Data Science Jumpstart with 10 Projects Transcripts
Chapter: Project 3: Merging AirBnB Temperature Data
Lecture: Validating one to one and one to many merges
Login or
purchase this course
to watch this video and the rest of the course contents.
0:00
One of the things you might want to do with merged data is to validate it and see if it was successful.
0:06
This is a challenge with SQL when you try and merge something. Oftentimes it's unclear, did the join work? What's going on there?
0:15
Pandas has some functionality to make this a little easier.

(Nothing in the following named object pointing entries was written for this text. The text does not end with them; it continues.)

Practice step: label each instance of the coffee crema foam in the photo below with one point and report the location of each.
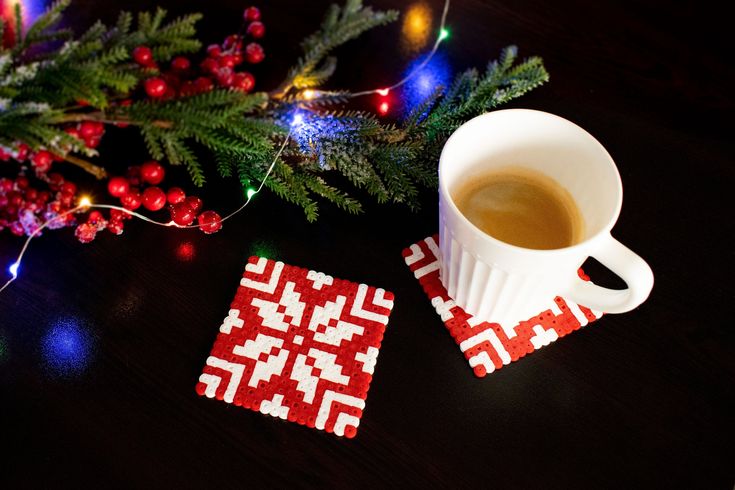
(522, 207)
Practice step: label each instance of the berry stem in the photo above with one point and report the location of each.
(90, 167)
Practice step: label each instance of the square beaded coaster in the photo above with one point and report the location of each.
(490, 346)
(298, 345)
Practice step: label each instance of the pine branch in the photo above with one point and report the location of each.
(339, 26)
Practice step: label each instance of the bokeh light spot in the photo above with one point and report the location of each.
(436, 73)
(186, 251)
(416, 27)
(67, 347)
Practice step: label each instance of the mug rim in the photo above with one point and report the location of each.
(444, 191)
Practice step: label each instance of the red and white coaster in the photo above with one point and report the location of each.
(490, 346)
(299, 345)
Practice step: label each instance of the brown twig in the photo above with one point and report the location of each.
(90, 167)
(105, 118)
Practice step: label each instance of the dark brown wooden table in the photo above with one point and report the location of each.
(640, 400)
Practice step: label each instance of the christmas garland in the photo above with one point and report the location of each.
(59, 93)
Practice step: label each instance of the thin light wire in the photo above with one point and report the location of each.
(37, 231)
(383, 91)
(439, 38)
(16, 264)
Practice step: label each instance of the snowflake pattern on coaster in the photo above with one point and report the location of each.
(490, 346)
(299, 345)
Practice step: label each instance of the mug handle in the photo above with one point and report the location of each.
(628, 266)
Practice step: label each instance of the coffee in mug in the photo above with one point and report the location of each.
(521, 207)
(525, 197)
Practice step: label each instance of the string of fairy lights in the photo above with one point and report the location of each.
(297, 120)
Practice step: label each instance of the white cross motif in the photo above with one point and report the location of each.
(319, 279)
(443, 308)
(336, 330)
(233, 320)
(273, 318)
(368, 359)
(263, 344)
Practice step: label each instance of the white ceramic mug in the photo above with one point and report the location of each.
(495, 281)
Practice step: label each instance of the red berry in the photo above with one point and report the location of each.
(152, 172)
(155, 87)
(143, 55)
(243, 81)
(209, 222)
(180, 63)
(214, 50)
(254, 53)
(227, 60)
(233, 42)
(23, 151)
(54, 180)
(203, 84)
(250, 14)
(118, 215)
(154, 198)
(256, 29)
(175, 195)
(132, 200)
(194, 203)
(182, 214)
(85, 232)
(95, 216)
(118, 186)
(209, 65)
(16, 229)
(225, 77)
(68, 188)
(115, 226)
(72, 131)
(41, 161)
(92, 142)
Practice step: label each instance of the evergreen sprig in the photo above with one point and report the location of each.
(46, 74)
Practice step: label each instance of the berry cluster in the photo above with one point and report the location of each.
(140, 187)
(24, 208)
(218, 68)
(88, 133)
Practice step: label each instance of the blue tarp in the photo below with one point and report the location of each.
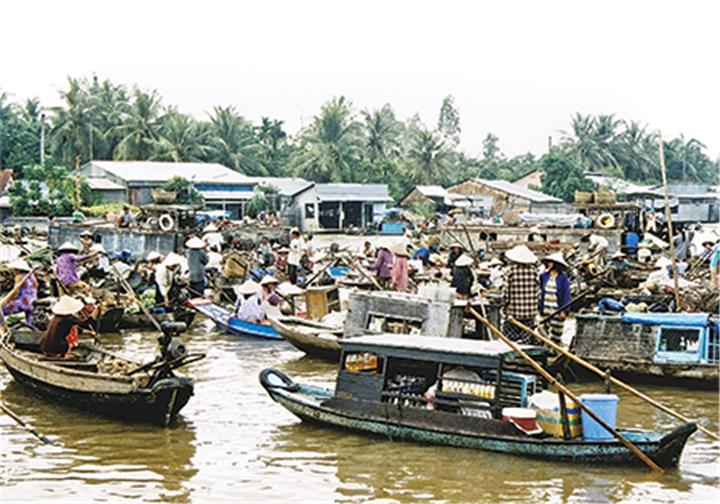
(676, 319)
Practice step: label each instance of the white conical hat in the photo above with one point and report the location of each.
(67, 306)
(521, 254)
(195, 243)
(19, 264)
(463, 260)
(68, 247)
(247, 287)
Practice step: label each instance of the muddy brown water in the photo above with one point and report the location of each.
(233, 444)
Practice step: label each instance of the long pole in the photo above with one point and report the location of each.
(610, 378)
(562, 388)
(668, 220)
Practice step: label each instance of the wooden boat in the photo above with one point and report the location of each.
(98, 381)
(314, 338)
(227, 323)
(382, 388)
(681, 349)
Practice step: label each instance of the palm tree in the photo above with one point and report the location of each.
(140, 126)
(181, 139)
(233, 142)
(330, 147)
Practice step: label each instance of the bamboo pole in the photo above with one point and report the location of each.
(562, 388)
(668, 220)
(611, 378)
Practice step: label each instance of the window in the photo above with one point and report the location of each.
(309, 210)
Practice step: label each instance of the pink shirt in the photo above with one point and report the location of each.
(400, 274)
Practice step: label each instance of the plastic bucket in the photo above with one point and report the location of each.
(604, 406)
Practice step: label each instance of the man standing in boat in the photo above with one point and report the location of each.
(521, 291)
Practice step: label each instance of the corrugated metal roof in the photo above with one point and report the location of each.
(288, 186)
(156, 171)
(103, 184)
(352, 192)
(519, 191)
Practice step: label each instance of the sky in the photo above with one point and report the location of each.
(518, 69)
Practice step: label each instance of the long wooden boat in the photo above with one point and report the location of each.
(97, 381)
(680, 349)
(314, 338)
(225, 321)
(382, 389)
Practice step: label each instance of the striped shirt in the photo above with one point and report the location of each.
(521, 291)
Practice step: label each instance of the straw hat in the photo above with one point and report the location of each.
(68, 247)
(463, 260)
(248, 287)
(172, 259)
(399, 249)
(195, 243)
(268, 280)
(521, 254)
(67, 306)
(153, 256)
(557, 258)
(19, 264)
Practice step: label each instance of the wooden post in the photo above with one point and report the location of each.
(562, 388)
(668, 220)
(610, 378)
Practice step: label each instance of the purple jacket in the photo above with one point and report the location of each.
(383, 263)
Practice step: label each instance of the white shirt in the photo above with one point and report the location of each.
(296, 251)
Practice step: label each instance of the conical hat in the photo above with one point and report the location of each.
(521, 254)
(463, 260)
(247, 287)
(269, 279)
(19, 264)
(557, 258)
(195, 243)
(67, 306)
(399, 249)
(68, 247)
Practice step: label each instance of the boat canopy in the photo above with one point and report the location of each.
(432, 348)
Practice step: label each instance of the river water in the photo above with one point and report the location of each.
(234, 444)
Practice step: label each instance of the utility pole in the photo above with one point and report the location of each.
(42, 138)
(668, 221)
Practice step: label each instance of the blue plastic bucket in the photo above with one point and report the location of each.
(604, 406)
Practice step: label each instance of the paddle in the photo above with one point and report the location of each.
(610, 378)
(25, 425)
(562, 388)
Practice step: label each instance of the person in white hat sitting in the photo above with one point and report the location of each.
(61, 335)
(213, 237)
(25, 291)
(521, 292)
(555, 293)
(462, 276)
(197, 260)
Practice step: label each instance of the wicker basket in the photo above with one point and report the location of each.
(583, 197)
(163, 197)
(604, 197)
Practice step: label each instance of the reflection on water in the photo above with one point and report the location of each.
(233, 443)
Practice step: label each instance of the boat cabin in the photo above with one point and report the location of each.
(470, 377)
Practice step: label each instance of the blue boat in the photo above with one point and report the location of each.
(382, 389)
(227, 323)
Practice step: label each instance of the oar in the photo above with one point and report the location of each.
(611, 378)
(550, 379)
(25, 425)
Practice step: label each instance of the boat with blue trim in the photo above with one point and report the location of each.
(452, 392)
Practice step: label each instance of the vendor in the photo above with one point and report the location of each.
(61, 335)
(555, 293)
(269, 294)
(462, 276)
(26, 287)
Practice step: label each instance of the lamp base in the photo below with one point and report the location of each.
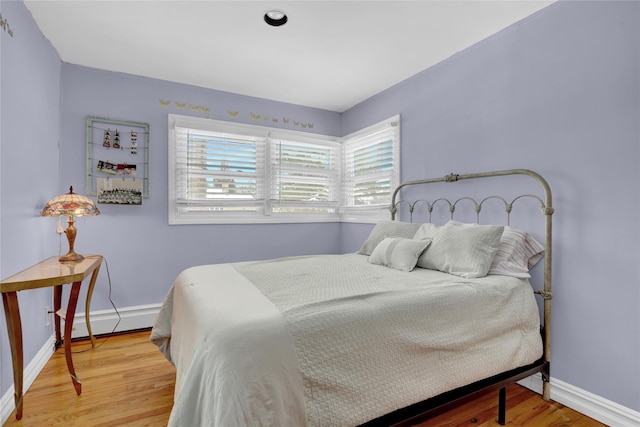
(71, 257)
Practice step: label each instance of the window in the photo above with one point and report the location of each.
(221, 172)
(371, 159)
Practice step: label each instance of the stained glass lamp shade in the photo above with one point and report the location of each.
(70, 204)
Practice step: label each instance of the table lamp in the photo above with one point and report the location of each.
(70, 204)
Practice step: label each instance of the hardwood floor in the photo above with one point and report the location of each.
(126, 381)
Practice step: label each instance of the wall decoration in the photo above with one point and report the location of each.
(117, 160)
(117, 191)
(235, 114)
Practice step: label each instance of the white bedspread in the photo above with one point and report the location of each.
(333, 340)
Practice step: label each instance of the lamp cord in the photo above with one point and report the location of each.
(106, 264)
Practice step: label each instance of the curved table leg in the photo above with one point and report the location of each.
(57, 303)
(68, 328)
(14, 329)
(87, 306)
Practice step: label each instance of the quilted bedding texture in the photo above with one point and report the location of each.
(334, 341)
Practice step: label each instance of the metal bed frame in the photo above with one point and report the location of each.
(435, 405)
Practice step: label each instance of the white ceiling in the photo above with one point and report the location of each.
(330, 55)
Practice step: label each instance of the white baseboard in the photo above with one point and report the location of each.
(108, 321)
(102, 322)
(589, 404)
(7, 403)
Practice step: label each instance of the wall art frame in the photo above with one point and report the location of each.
(117, 150)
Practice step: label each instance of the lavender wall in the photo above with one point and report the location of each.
(30, 118)
(558, 93)
(144, 253)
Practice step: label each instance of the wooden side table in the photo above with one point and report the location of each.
(48, 273)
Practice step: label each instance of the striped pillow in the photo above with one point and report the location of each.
(517, 254)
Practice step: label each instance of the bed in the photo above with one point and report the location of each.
(422, 316)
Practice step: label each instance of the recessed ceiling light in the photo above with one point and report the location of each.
(275, 18)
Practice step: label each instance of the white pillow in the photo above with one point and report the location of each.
(387, 228)
(426, 231)
(464, 251)
(517, 254)
(401, 254)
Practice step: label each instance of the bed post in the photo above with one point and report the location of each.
(547, 210)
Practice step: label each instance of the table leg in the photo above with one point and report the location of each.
(14, 329)
(68, 328)
(57, 303)
(87, 306)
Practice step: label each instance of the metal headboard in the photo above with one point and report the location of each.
(546, 208)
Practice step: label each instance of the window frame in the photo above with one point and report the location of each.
(265, 213)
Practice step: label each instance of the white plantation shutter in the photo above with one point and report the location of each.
(371, 158)
(304, 176)
(227, 172)
(220, 169)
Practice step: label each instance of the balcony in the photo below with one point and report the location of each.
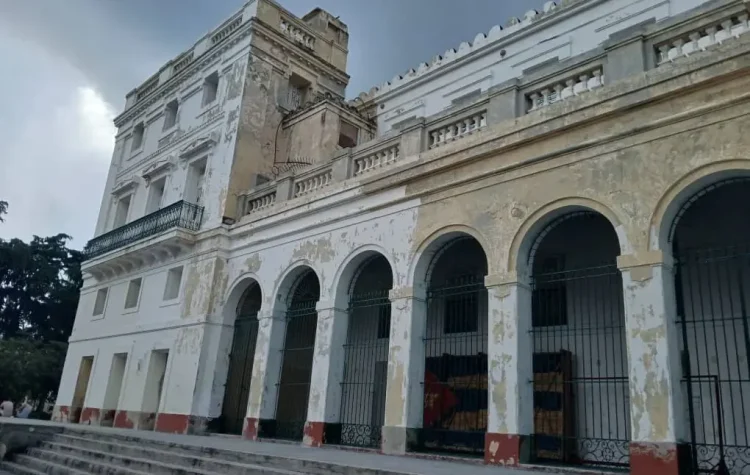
(181, 214)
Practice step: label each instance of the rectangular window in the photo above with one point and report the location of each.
(348, 135)
(170, 115)
(121, 211)
(101, 301)
(134, 293)
(137, 141)
(155, 195)
(172, 288)
(461, 313)
(210, 88)
(549, 305)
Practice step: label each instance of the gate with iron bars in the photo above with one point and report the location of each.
(712, 287)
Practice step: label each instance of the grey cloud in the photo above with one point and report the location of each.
(55, 47)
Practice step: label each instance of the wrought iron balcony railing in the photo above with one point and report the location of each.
(177, 215)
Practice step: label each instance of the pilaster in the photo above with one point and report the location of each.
(324, 403)
(261, 407)
(510, 405)
(657, 411)
(406, 361)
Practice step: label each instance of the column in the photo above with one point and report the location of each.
(404, 399)
(261, 406)
(657, 410)
(510, 351)
(324, 403)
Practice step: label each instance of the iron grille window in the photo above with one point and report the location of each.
(461, 313)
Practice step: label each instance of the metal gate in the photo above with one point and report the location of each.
(365, 370)
(712, 289)
(237, 390)
(455, 386)
(581, 399)
(297, 358)
(240, 374)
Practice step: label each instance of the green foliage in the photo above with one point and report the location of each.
(39, 285)
(30, 368)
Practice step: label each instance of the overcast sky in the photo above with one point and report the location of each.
(67, 64)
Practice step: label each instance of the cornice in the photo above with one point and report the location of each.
(320, 65)
(174, 82)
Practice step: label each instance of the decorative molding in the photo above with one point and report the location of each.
(158, 167)
(125, 185)
(200, 145)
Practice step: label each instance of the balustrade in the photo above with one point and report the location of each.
(458, 129)
(566, 89)
(376, 160)
(702, 38)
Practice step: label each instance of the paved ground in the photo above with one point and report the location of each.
(411, 465)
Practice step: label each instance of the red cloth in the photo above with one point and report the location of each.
(439, 400)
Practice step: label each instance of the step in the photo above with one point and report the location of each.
(34, 465)
(134, 445)
(13, 468)
(37, 458)
(153, 460)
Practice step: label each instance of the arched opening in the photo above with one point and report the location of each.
(297, 357)
(710, 239)
(366, 353)
(455, 384)
(580, 365)
(241, 357)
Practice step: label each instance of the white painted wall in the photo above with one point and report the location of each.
(560, 34)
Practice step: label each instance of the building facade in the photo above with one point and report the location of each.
(532, 249)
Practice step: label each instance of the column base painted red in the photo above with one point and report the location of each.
(650, 458)
(313, 434)
(172, 423)
(90, 416)
(61, 414)
(125, 420)
(250, 431)
(503, 449)
(107, 418)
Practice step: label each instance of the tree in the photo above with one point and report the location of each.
(39, 286)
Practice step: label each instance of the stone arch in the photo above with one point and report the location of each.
(287, 280)
(681, 191)
(347, 271)
(240, 285)
(424, 257)
(528, 233)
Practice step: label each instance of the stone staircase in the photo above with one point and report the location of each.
(78, 453)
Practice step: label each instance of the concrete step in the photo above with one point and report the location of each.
(57, 463)
(153, 460)
(270, 464)
(28, 464)
(13, 468)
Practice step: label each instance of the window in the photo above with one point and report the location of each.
(549, 305)
(121, 211)
(384, 321)
(297, 90)
(461, 313)
(155, 195)
(101, 301)
(348, 134)
(170, 115)
(210, 88)
(134, 292)
(172, 288)
(138, 132)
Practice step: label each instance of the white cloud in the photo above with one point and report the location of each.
(95, 125)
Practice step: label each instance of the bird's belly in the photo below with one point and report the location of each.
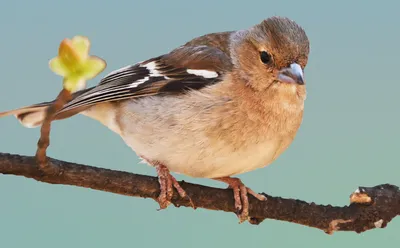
(204, 160)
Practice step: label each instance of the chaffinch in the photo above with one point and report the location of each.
(220, 105)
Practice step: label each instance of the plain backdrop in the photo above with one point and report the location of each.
(349, 136)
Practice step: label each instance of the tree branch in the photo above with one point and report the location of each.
(371, 207)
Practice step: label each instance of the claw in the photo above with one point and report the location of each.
(167, 185)
(240, 192)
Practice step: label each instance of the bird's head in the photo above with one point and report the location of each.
(274, 52)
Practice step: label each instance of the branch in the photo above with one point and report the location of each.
(371, 207)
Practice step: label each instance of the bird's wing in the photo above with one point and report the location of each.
(187, 67)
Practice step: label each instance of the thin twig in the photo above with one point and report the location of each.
(382, 206)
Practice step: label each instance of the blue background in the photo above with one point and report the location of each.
(348, 137)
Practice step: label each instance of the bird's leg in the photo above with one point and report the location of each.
(167, 185)
(240, 192)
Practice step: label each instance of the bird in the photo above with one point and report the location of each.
(220, 105)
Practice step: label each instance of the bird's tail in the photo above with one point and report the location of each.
(33, 115)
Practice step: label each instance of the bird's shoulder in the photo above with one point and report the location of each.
(201, 62)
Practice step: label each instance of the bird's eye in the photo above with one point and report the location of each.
(265, 57)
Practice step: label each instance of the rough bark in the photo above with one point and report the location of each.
(370, 207)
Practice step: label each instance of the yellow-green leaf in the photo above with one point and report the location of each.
(74, 63)
(58, 67)
(74, 83)
(81, 45)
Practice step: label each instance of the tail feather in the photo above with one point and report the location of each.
(33, 116)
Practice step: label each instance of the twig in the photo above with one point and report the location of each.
(371, 208)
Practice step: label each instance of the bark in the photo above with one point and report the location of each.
(370, 207)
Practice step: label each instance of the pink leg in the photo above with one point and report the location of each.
(240, 195)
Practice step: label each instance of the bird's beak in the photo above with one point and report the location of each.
(293, 74)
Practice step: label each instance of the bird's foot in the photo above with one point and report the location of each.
(167, 185)
(240, 192)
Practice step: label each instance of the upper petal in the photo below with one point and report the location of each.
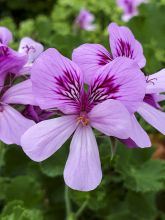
(10, 60)
(90, 57)
(156, 82)
(5, 35)
(57, 82)
(111, 118)
(83, 169)
(138, 135)
(45, 138)
(30, 47)
(153, 116)
(20, 93)
(122, 80)
(12, 125)
(123, 43)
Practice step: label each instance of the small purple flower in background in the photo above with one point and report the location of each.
(91, 57)
(12, 123)
(32, 49)
(130, 8)
(10, 60)
(150, 110)
(58, 83)
(5, 36)
(84, 20)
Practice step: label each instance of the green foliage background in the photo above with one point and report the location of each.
(133, 185)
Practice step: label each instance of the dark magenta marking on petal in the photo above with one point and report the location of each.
(4, 51)
(129, 5)
(104, 58)
(103, 88)
(152, 100)
(69, 88)
(28, 48)
(124, 49)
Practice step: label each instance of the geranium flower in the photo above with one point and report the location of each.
(90, 57)
(84, 20)
(129, 7)
(12, 123)
(150, 110)
(32, 49)
(36, 114)
(10, 60)
(58, 83)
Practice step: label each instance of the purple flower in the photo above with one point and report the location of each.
(150, 109)
(58, 83)
(90, 57)
(32, 49)
(84, 20)
(10, 60)
(13, 124)
(36, 114)
(129, 7)
(5, 36)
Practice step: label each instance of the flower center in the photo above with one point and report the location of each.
(83, 119)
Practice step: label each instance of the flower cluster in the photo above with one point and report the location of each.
(63, 98)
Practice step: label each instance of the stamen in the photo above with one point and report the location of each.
(28, 48)
(83, 119)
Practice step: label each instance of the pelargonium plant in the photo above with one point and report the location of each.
(95, 93)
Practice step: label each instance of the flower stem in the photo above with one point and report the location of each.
(67, 202)
(113, 146)
(81, 209)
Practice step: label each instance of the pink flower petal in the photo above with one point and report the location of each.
(111, 118)
(153, 116)
(13, 125)
(20, 93)
(123, 43)
(122, 80)
(45, 138)
(90, 57)
(138, 135)
(83, 169)
(57, 82)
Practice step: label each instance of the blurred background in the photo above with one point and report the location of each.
(133, 185)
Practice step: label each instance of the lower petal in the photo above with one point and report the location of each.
(83, 168)
(153, 116)
(12, 125)
(45, 138)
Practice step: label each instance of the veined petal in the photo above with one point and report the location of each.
(90, 57)
(57, 82)
(12, 125)
(83, 169)
(138, 135)
(45, 138)
(156, 82)
(123, 43)
(153, 116)
(10, 60)
(30, 47)
(122, 80)
(111, 118)
(20, 93)
(5, 36)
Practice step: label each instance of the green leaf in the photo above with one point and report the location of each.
(15, 210)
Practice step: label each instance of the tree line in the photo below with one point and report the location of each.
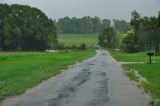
(89, 24)
(25, 28)
(143, 35)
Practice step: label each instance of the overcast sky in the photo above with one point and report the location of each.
(110, 9)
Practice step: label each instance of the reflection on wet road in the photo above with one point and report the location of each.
(98, 81)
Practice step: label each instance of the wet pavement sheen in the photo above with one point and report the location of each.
(98, 81)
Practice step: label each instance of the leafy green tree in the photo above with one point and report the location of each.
(24, 27)
(128, 44)
(108, 38)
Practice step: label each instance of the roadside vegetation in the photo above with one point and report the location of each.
(141, 38)
(150, 72)
(22, 70)
(70, 40)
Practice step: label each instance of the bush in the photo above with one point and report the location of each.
(82, 46)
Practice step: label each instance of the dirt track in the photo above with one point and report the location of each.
(98, 81)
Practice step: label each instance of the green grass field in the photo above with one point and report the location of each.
(22, 70)
(149, 71)
(77, 39)
(133, 57)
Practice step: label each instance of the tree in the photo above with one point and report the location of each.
(24, 27)
(108, 38)
(121, 25)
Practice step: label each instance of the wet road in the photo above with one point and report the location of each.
(98, 81)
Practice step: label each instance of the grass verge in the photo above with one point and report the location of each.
(22, 70)
(151, 72)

Okay, so I'm going to demonstrate this with just a different dataset here.
0:22
I've got the left and the right dataset. In this cell, I'm showing the display function which Jupyter provides you.
0:28
This allows us just to output multiple things in a single cell. So we've got this data frame left that has names and pets,
0:37
and we have a data frame right that has names and ages. So let's look at the different merges that we can do. We can do an inner merge.
0:48
And so here is an inner merge. You can see that Ravi and Jose are in both of my datasets, but Sally is only in one.
0:58
So the inner merge doesn't include Sally. I can do a left merge, which is going to say, take everyone from the left data frame.
1:06
In this case, it should have Ravi and Jose in it. I can do a right merge, which should include Sally.
1:13
And we can do an outer, which is going to include everyone from both. And we can also do a cross merge.
1:20
And a cross merge is something you need to be careful with. Basically, it's going to say for every row in one data frame,
1:28
merge it with every row in the other data frame. So you can see we have for the first Ravi from left, we have Ravi, Jose, and Sally.
1:38
From the right-hand side, for every Jose in the left, we have Ravi, Jose, and Sally from the other side.
1:46
One of the super convenient parameters that comes with this is the validate parameter.
1:51
And here I'm going to say I want to validate that this is a one-to-one merge. And when I run this, I get an error.
1:58
And it says that the merge keys are not unique in the left data set. And if we look at that left data set, again, it looks like this.
2:09
And you can see that Jose is repeated there. So it is impossible to do a one-to-one merge here because Jose is repeated.
2:16
So if we want to do this, what it's really going to be is a many-to-one merge, and we can specify that with an m-to-one.
2:22
And you can see that that comes out without a complaint. Pandas provides a nice functionality in this validate parameter.
2:31
And you can specify 1,1 for a one-to-one merge, m,1 for many-to-one, or 1,m, or an m,m. Note that validation on m,m really doesn't exist,
2:45
but you can put it in there as a hint to your reader about what kind of merge you're expecting to perform.